Control the Referer Information

To limit what Referer data is available in requests from your website, you can set a "referrer policy." There are eight different policies to choose from, each affecting what's included in the Referer header:

1. No Data: No Referer header is sent.
2. Only the Origin: Only the domain of the referring page is sent.
3. The Full URL: The full URL, including the domain, path, and query string, is sent.

These policies can behave differently based on whether the request is from the same origin or a different one, and whether the request is secure (HTTPS) or not.

Case Study:

It's 2018, and I was riding the wave of bug bounty hunting. You know, that feeling when you're on the hunt for vulnerabilities, following in the footsteps of big incidents like CloudBleed. Little did I know that my journey would lead me to uncover what I call the "Unsubscribe Tragedy."

So, why am I sharing this now? Well, back then, I didn't have permission to spill the beans, but now that this issue still lurks in the wild, it's time to talk about it.

The story begins with an avalanche of emails from a particular company's newsletter. Fed up with the constant stream, I decided to hit that "Unsubscribe" button. But something didn't sit right with me when I landed on the unsubscribe page:

1. Sensitive Info Spotted: There, right in front of me, was not just my email but also my address and phone number. Privacy alarm bells started ringing.
2. The Unsubscribe Token: I couldn't help but notice that the "unsubscribe token" wasn't just about unsubscribing it was like a tracking token that followed me around the website. Every click and it was there, following me like a shadow.

Days later, I was digging into the CloudBleed issue, and a lightbulb moment struck me. If this token was everywhere, it might be leaking somewhere. That's when the real investigation began.

I decided to blow the whistle and report the issue to the company responsible for the marketing software used in the unsubscribe process. My report? It highlighted how this token was leaking to social media sites when I clicked on links to the company's Twitter and Facebook pages.

As I dug deeper, I discovered that the company behind the marketing software was no small fry. They were a major player in the marketing software industry, on the cusp of being acquired by Adobe. This gave me all the motivation I needed to keep going.

I initially set out to find ways to exploit this token on a large scale. But then, a thought struck me: if it's attached to every URL a user visits, it's got to be archived or cached somewhere.

Naturally, I turned to search engines. Google showed me over 50,000 results related to these tokens. But it was Bing that blew me away. It spat out over 500,000 results. I suspected Google was playing it safe due to regional restrictions.

With evidence in hand, I reached out to the company's Chief Information Security Officer (CISO) through LinkedIn. To my surprise, they responded warmly and we had several fruitful discussions. The company agreed to address the issue, even though they didn't run a bug bounty program. They also decided to reward me for my discovery.

But the story doesn't end there.
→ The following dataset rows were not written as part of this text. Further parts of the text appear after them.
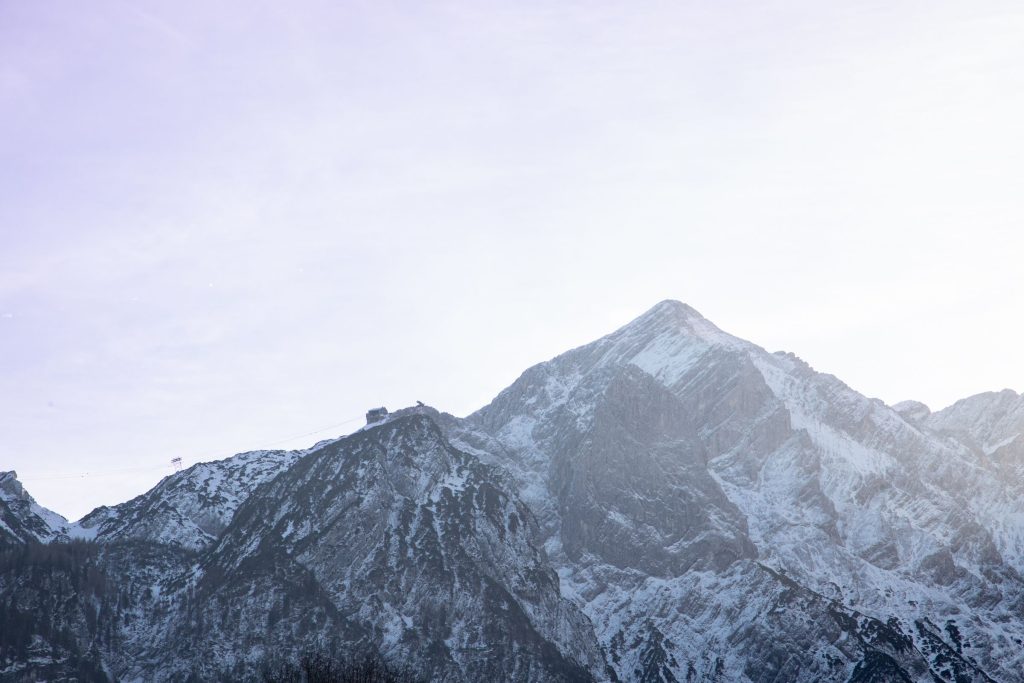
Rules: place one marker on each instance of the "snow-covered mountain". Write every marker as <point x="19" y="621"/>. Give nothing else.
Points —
<point x="187" y="509"/>
<point x="22" y="519"/>
<point x="669" y="503"/>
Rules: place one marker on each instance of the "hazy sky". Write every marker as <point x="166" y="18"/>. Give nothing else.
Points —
<point x="226" y="223"/>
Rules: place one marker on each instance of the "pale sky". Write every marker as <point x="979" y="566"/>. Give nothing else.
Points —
<point x="223" y="224"/>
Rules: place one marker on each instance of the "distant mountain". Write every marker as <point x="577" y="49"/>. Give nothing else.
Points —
<point x="668" y="503"/>
<point x="22" y="519"/>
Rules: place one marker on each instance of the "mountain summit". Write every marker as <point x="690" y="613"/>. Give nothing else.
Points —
<point x="667" y="503"/>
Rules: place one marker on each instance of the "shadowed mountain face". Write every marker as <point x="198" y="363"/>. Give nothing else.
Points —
<point x="669" y="503"/>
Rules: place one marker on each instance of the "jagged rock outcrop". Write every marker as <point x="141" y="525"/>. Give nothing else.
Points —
<point x="669" y="503"/>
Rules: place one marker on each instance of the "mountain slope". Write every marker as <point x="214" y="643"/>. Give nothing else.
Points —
<point x="838" y="492"/>
<point x="188" y="509"/>
<point x="668" y="503"/>
<point x="22" y="519"/>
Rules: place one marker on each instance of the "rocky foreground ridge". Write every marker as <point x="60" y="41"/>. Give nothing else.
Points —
<point x="668" y="503"/>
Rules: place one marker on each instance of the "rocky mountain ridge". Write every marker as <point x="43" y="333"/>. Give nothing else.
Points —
<point x="668" y="503"/>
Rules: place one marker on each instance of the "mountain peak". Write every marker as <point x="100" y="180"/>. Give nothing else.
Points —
<point x="672" y="308"/>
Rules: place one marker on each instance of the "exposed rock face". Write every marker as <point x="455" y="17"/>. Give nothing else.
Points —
<point x="187" y="509"/>
<point x="22" y="519"/>
<point x="388" y="541"/>
<point x="669" y="503"/>
<point x="762" y="466"/>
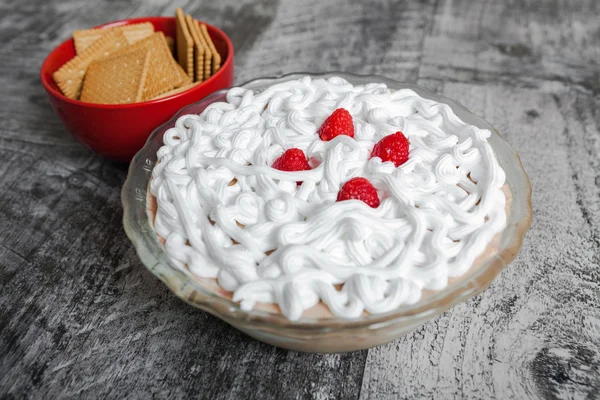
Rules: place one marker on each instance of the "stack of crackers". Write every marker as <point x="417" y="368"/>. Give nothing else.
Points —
<point x="132" y="63"/>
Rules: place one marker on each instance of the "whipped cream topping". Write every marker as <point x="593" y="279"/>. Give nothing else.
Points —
<point x="226" y="214"/>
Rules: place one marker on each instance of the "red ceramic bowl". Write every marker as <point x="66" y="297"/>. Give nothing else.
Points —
<point x="119" y="131"/>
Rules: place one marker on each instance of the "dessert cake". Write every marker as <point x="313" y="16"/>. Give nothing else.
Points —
<point x="316" y="194"/>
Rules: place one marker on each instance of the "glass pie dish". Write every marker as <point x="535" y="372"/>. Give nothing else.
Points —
<point x="323" y="334"/>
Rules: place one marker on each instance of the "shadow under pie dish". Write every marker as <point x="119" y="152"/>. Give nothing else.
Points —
<point x="356" y="302"/>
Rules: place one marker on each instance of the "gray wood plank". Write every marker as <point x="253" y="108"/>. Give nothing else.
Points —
<point x="534" y="332"/>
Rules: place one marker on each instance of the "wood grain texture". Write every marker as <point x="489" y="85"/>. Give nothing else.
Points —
<point x="80" y="317"/>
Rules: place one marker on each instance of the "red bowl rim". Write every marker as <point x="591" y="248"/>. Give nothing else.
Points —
<point x="129" y="21"/>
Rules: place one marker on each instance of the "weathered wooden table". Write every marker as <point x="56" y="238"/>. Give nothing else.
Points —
<point x="81" y="317"/>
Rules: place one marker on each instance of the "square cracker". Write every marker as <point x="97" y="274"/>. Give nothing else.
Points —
<point x="199" y="49"/>
<point x="69" y="77"/>
<point x="208" y="54"/>
<point x="185" y="44"/>
<point x="216" y="56"/>
<point x="134" y="32"/>
<point x="163" y="72"/>
<point x="118" y="79"/>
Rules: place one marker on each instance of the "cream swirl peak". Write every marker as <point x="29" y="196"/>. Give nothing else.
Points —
<point x="225" y="213"/>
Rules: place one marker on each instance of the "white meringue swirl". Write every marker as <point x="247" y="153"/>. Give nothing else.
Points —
<point x="226" y="214"/>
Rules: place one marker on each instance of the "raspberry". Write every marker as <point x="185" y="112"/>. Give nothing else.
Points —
<point x="392" y="148"/>
<point x="292" y="160"/>
<point x="338" y="123"/>
<point x="359" y="189"/>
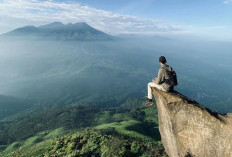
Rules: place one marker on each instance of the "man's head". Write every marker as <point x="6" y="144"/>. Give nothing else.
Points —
<point x="162" y="60"/>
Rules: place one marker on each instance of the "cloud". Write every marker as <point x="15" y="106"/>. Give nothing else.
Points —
<point x="227" y="1"/>
<point x="35" y="12"/>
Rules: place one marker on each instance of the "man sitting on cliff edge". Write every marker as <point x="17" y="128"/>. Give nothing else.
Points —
<point x="165" y="81"/>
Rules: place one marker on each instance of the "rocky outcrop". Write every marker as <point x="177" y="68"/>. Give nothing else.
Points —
<point x="190" y="130"/>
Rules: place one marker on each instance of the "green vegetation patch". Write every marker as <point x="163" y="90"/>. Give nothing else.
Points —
<point x="123" y="128"/>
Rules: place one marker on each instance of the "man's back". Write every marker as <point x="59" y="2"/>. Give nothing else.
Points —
<point x="165" y="77"/>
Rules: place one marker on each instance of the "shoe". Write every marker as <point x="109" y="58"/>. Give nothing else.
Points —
<point x="148" y="104"/>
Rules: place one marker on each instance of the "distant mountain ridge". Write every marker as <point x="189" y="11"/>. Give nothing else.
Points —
<point x="59" y="31"/>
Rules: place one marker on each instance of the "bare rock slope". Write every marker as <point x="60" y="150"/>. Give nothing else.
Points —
<point x="190" y="130"/>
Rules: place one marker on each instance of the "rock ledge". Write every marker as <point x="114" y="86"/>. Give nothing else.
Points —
<point x="190" y="130"/>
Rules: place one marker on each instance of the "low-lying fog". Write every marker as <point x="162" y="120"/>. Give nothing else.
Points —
<point x="62" y="73"/>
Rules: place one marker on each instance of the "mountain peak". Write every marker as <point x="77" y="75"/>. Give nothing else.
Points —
<point x="189" y="129"/>
<point x="52" y="25"/>
<point x="59" y="31"/>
The company implemented a new configuration allowing users to prevent token leakage. This opened up another avenue for me to spot misconfigured instances and report them, contributing even more to my earnings.

In the end, the "Unsubscribe Tragedy" taught me the importance of staying vigilant in the realm of cybersecurity. It showed how a seemingly harmless feature, like an "unsubscribe" button, can become a major security threat if not handled correctly.
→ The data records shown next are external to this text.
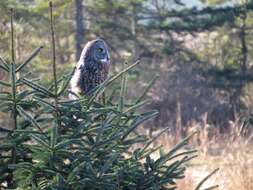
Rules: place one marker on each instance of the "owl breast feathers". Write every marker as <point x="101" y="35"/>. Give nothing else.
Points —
<point x="92" y="67"/>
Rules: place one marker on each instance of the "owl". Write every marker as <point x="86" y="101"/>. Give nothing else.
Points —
<point x="91" y="69"/>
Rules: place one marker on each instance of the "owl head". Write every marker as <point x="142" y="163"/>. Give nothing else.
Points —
<point x="95" y="56"/>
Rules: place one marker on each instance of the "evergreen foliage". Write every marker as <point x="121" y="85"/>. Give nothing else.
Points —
<point x="56" y="143"/>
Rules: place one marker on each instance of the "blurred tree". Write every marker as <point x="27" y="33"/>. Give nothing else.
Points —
<point x="79" y="33"/>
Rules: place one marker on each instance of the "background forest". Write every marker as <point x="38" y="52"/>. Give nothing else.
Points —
<point x="200" y="50"/>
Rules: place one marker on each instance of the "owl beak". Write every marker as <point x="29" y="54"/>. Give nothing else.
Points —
<point x="105" y="61"/>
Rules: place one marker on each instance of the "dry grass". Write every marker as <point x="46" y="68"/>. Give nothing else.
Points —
<point x="232" y="153"/>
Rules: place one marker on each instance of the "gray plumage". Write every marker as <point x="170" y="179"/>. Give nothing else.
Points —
<point x="92" y="67"/>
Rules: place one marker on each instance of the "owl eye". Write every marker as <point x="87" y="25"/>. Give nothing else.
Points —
<point x="100" y="50"/>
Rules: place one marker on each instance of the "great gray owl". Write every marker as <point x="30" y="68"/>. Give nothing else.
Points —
<point x="92" y="67"/>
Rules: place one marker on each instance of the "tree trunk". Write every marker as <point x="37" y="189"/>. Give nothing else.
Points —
<point x="79" y="35"/>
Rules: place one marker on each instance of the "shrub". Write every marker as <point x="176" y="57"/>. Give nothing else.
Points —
<point x="56" y="143"/>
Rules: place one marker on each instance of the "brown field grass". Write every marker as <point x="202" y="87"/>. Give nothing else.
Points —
<point x="232" y="153"/>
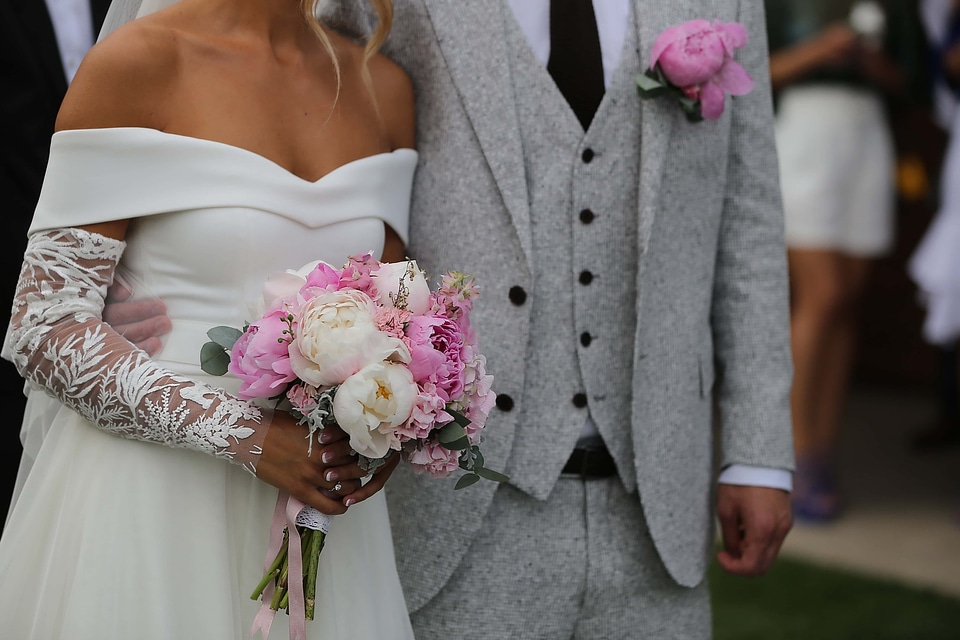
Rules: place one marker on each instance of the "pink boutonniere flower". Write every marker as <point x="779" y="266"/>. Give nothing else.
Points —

And for those curious about how data could have been leaked, here are some examples:

1. User Profile Leaked: Imagine a link like https://example.com/profile?user=12345. Clicking on this could expose the user's profile information, including their user ID.
2. Cross-Origin Data Leak: Take https://example.com/sensitive-data. External resources linked on this page could unintentionally reveal sensitive data to other domains which led to the leakage to the search engines.

These examples show how mishandling the "unsubscribe" token and Referer headers can lead to data leakage and security vulnerabilities.